Peter Vass has spent over fifty years in primary and middle school education as a teacher, headteacher and teacher educator. In the 1970s
he was involved with the Schools Council in teaching through drama projects and this triggered his interest in the teaching and learning of the humanities. In the late 80s he became a member of the education staff at Oxford Brookes University (then Oxford Poly) specializing in the teaching of history. In the 2000s he was an active member of the HA serving on their Council and on primary committee. He also wrote articles and edited Primary History at that time. Upon retirement he was made a Research Fellow at Brookes and is still active in the fields of history
and education. His most recent work has been with the Ashmolean Museum and World War 1 commemoration.
Linda Whitworth leads the Humanities modules for primary initial teacher education students at Middlesex University. Her specialist areas are Religious Education, Citizenship and Interdisciplinary Studies. She has joined the Humanities 20:20 campaign because she is passionate about the contribution Humanities subjects can make to children’s education and wants to encourage teachers and children to enjoy what these important subjects have to offer.

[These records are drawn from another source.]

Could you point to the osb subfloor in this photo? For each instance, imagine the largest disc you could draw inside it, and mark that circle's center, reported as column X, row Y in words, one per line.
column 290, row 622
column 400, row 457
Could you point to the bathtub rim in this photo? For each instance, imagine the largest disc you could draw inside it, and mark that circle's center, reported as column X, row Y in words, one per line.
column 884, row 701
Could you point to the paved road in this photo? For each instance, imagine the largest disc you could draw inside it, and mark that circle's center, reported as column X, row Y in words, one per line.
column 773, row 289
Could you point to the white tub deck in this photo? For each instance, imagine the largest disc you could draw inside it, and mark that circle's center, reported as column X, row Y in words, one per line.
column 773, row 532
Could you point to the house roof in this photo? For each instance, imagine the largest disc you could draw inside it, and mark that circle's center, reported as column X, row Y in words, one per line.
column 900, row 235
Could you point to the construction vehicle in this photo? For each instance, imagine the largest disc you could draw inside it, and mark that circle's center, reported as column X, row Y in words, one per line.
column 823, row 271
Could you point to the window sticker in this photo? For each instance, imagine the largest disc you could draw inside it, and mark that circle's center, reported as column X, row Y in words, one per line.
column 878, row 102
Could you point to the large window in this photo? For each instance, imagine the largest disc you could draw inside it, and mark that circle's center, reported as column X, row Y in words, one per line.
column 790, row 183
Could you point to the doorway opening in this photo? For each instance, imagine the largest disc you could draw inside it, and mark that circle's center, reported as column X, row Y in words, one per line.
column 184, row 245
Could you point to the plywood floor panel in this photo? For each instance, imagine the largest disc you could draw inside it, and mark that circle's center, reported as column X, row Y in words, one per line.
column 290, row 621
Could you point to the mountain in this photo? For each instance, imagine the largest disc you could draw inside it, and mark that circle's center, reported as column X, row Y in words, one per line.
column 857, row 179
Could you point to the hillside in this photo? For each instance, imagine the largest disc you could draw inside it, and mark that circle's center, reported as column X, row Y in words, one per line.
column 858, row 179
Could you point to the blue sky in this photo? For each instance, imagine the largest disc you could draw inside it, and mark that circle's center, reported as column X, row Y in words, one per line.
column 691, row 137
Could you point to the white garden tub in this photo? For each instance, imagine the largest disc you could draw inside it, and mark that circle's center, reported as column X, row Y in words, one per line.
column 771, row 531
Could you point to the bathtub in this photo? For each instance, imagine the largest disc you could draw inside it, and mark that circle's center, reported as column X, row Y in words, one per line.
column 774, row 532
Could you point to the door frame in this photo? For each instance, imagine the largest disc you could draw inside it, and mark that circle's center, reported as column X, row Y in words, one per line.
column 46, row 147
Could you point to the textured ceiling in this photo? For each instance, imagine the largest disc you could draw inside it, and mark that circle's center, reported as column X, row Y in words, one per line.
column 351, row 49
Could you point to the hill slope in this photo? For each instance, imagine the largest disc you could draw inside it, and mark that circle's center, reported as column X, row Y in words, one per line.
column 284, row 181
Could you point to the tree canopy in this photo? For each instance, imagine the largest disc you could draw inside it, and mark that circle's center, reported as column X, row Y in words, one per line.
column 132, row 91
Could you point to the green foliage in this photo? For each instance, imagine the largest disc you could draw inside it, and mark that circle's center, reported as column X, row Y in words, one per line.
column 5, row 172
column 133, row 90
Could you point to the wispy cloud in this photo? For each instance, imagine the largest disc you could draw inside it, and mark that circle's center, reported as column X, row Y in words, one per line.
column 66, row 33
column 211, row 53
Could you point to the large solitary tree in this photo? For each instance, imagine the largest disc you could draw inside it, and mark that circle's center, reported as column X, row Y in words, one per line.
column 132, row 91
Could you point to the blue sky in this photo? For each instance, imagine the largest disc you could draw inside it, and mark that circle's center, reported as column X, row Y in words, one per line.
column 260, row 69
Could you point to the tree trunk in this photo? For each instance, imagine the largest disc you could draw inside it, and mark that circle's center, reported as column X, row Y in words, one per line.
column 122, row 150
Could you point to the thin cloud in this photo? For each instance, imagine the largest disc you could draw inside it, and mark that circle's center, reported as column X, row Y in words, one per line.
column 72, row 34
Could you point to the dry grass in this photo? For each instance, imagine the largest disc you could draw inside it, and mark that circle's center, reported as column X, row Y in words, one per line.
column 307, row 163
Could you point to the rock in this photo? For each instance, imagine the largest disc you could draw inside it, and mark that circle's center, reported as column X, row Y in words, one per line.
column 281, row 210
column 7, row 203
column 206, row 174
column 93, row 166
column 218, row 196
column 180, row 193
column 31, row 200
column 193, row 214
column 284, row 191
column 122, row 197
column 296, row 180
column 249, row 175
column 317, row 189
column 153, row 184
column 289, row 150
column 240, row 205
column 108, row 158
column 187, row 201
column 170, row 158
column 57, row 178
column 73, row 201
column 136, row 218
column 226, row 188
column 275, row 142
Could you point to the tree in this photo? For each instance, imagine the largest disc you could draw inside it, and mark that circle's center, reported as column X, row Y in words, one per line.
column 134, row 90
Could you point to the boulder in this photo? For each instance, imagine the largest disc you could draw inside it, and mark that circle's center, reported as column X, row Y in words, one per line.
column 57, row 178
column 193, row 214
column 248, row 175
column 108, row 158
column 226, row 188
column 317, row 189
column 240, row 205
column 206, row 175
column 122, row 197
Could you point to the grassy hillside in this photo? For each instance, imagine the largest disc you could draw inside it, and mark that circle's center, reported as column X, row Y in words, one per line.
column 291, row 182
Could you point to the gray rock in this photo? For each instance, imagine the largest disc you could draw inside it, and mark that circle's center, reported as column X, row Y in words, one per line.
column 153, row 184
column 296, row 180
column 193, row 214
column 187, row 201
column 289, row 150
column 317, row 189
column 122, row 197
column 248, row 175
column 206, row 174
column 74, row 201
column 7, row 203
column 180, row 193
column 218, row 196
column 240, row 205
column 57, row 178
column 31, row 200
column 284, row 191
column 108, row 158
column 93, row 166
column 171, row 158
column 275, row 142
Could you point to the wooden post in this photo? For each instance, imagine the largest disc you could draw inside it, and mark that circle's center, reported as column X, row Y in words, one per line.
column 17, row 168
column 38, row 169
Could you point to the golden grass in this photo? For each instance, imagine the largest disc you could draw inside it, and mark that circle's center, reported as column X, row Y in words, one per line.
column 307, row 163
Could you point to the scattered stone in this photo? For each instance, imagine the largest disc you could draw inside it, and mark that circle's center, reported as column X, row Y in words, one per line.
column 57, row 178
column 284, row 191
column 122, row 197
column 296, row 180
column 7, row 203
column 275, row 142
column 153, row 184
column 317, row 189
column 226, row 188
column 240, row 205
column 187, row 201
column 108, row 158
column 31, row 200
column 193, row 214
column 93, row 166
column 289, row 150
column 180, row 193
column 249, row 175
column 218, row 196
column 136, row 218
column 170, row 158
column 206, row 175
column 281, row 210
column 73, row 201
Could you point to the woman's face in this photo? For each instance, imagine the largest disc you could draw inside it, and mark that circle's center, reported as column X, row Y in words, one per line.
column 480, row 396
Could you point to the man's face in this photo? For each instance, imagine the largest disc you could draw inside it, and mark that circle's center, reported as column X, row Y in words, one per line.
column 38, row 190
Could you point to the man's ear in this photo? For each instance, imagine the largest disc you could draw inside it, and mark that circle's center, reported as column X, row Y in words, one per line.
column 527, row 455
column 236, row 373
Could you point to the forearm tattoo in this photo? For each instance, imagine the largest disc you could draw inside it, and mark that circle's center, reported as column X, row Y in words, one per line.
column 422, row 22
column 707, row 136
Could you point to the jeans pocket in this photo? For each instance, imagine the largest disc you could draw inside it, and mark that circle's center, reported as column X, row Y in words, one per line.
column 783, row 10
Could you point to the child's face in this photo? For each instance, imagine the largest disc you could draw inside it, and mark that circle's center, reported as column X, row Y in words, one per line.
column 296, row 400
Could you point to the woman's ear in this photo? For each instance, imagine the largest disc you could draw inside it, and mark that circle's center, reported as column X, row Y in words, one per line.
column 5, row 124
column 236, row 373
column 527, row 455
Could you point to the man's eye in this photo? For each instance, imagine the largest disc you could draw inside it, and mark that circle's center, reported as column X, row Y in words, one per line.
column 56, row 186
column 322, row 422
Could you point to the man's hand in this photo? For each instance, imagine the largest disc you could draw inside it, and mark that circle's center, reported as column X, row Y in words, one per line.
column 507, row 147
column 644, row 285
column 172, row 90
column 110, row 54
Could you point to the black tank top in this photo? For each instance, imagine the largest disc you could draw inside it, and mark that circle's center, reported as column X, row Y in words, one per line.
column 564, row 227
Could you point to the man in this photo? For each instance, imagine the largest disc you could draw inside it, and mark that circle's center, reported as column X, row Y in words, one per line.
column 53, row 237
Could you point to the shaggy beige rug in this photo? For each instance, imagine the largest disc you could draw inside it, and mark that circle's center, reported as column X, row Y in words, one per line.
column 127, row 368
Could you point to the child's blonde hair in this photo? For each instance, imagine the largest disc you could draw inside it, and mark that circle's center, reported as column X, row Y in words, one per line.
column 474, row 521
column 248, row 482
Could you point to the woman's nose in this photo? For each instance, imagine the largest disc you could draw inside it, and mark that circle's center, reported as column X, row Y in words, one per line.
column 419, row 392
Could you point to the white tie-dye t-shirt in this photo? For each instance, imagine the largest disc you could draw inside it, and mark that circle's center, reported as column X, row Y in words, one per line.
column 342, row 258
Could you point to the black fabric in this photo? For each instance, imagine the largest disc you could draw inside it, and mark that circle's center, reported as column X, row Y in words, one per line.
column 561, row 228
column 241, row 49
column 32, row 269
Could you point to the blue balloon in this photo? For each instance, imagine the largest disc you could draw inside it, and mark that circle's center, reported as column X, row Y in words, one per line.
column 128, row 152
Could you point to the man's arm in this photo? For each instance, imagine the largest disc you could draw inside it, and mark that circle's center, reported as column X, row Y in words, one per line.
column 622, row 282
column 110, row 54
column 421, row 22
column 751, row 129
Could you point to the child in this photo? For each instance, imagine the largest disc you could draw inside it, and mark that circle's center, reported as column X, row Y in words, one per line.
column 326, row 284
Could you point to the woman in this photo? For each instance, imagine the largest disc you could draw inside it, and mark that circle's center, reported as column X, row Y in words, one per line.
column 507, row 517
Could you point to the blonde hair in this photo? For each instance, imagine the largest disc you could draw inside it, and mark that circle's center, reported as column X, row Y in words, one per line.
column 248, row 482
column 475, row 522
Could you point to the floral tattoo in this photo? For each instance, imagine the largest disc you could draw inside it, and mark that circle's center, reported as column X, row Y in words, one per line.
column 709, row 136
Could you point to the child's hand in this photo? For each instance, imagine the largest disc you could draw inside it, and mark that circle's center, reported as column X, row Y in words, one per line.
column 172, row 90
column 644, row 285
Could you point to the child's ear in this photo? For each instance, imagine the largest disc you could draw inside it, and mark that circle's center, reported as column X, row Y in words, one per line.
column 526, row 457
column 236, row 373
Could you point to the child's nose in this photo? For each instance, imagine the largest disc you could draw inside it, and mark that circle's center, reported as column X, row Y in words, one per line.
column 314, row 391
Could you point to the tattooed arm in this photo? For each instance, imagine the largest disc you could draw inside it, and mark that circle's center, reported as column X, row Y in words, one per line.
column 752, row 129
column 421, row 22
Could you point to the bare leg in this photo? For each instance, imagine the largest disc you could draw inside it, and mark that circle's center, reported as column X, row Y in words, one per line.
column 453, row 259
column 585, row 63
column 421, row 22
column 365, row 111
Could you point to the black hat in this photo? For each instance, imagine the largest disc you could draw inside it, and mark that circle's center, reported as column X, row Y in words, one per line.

Andrew Williams is Senior Lecturer and subject lead for Religious Education at the University of Roehampton. He contributes to both primary and secondary teacher training programmes, working with student teachers to prepare them to teach Religious Education in schools. He runs a combination of generalist sessions, which are undertaken by all students (on either the three year BA or one year PGCE courses), and dedicated modules for subject specialists who are aspiring to become RE subject coordinators. Andrew’s particular interests are in
cross-curriculum design, inter-faith dialogue and the role of the arts in Religious Education.